De que servem filmes corretos do ponto de vista psiquiátrico e psicanalítico? Lacan dava aulas sobre paranóia exibindo O Alucinado, mas o filme também pode ser apreciado pelos ângulos surrealista e de crítica social, caracterizando uma polissemia preciosa das obras com múltiplas leituras que se deixam ver e rever com renovada admiração. Já Spider, de Cronenberg (outro superestimado cultor de cenas grotescas e gratuitas a la “grand guignol”), parece um tratado de explicação psicanalítica de uma “case story” com pouco mais de atrativos além deste. Pior ainda, a loucura no cinema, com raras e honrosas exceções, tende a estimular o preconceito de mostrar esquizofrênicos como assassinos em potencial em uma freqüência infinitamente maior do que as estatísticas médico-forenses reais.

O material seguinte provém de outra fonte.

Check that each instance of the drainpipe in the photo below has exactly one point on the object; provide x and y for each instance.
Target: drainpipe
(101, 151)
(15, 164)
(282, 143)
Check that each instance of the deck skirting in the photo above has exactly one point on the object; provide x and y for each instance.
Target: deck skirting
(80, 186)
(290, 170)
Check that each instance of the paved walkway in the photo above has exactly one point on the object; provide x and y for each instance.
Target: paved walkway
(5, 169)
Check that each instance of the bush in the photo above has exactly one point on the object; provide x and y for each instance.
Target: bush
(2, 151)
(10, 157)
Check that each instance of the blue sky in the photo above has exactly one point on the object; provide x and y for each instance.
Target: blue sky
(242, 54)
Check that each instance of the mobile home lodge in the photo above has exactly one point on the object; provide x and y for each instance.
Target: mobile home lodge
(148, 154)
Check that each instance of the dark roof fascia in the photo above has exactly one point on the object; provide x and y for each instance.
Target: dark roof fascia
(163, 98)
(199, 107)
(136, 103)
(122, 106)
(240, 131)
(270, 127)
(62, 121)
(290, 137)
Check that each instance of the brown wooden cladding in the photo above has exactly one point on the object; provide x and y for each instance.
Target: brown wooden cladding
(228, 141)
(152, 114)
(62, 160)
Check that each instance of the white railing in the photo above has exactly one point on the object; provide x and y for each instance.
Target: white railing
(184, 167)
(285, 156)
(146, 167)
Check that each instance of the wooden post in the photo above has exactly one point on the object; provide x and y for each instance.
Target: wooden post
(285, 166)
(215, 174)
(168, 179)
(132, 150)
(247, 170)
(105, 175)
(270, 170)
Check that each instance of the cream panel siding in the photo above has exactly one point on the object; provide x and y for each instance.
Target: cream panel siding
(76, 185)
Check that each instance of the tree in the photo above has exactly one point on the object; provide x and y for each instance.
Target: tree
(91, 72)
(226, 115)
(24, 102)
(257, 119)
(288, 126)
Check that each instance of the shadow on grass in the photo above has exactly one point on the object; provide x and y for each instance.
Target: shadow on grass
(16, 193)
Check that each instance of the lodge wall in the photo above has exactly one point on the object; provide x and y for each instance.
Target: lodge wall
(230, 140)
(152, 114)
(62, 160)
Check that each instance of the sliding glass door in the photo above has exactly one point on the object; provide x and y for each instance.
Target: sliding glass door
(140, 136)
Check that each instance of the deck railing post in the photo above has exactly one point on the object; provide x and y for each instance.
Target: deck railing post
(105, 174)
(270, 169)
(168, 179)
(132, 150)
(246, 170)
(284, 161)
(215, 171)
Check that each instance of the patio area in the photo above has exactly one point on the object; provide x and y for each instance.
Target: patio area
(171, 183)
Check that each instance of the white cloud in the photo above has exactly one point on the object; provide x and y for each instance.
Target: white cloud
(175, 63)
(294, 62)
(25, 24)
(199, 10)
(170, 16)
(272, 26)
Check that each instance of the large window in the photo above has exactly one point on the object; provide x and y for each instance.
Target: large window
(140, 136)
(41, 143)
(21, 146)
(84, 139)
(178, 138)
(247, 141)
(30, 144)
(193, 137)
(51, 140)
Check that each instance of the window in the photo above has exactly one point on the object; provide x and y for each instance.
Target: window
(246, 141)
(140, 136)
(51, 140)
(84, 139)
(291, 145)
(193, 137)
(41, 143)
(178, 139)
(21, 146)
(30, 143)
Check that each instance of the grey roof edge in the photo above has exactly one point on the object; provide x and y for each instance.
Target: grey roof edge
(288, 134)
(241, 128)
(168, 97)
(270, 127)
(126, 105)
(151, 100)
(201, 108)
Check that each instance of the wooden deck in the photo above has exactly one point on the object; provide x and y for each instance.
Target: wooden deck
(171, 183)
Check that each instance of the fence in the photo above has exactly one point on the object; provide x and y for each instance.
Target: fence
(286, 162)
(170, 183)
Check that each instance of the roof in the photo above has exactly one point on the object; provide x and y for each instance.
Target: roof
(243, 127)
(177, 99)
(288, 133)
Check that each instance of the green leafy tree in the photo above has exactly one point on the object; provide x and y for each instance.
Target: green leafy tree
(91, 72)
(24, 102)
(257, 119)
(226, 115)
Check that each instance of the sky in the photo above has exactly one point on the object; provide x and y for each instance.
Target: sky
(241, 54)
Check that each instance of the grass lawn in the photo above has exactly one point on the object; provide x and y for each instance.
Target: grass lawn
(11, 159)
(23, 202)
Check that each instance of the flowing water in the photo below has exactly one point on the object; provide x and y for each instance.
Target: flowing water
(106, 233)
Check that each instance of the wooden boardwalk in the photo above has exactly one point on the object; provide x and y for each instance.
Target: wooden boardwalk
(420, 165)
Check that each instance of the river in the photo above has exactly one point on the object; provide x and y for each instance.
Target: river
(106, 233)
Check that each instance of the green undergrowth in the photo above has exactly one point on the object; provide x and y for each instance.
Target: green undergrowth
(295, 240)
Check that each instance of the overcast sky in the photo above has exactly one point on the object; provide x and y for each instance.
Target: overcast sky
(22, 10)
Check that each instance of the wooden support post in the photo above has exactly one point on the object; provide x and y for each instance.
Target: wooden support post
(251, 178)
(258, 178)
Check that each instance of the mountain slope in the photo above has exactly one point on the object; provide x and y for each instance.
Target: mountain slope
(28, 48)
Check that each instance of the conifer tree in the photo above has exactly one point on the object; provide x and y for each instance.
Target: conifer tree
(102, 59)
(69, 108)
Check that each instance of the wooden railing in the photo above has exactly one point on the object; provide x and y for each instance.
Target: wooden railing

Se em O Inquilino Polanski ganhou um álibi pela leitura de uma metáfora da xenofobia em outro filme com gratuidades de bizarrices atribuídas à perda da razão, pode-se tentar reabilitar este Possuídos pela questão da paranóia americana acentuada na atualidade (embora venha desde muitas décadas atrás). Para defender esta tese poderiam argumentar com as cenas iniciais em tomadas aéreas (?) e dos telefonemas que ‘Agnes’ recebe sem que ninguém fale nada do outro lado da linha - e que ela atribuía ao marido recém-saído da prisão, mas que ele negará ter dado. A ambigüidade do filme fica em cenas que não distinguem delírio de fatos diegéticos, o que acaba soando como um recurso gratuito de ficar em cima do muro. E o que fica de impressão final é de que tudo não passou de maior gratuidade ainda para explorar mais uma “case story” de loucura, agora a do tipo que é implantada por um paranóico mais dominador em uma personalidade mais frágil que se deixa dominar numa “folie à deux”. Bom para estudantes de psiquiatria? Talvez sim, talvez nem isso, pois a sensação de exploração da loucura de forma grosseira deverá incomodar mais do que trazer a comum admiração por parte de leigos que ficam ingenuamente fascinados com os desvios psíquicos aos quais estamos sujeitos.
E os que não curtem sadismo de grand guignol nem verão muita diferença entre o desfecho do filme de Friedkin e o de uma lamentável reapropriação do argumento de Janela Indiscreta, de Hitchcock, misturada com o desenvolvimento do (já) antigo filme teen de vampiros (na época) atualizados, A Hora do Espanto: por aqui está coincidentemente sendo exibida com o nome de Paranóia (título original: Disturbia).
# POSSUÍDOS (BUG)
EUA, 2006
Direção: WILLIAM FRIEDKIN
Roteiro: TRACY LETTS, baseado em peça teatral de sua autoria.
Fotografia: MICHAEL GRADY
Montagem: DARRIN NAVARRO
Música: BRIAN TYLER
Direção de Arte: FRANK ZITO
Elenco: ASHLEY JUDD, MICHAEL SHANNON, HARRY CONNICK JR., LYNN COLLINS, BRIAN F. O’BYRNE.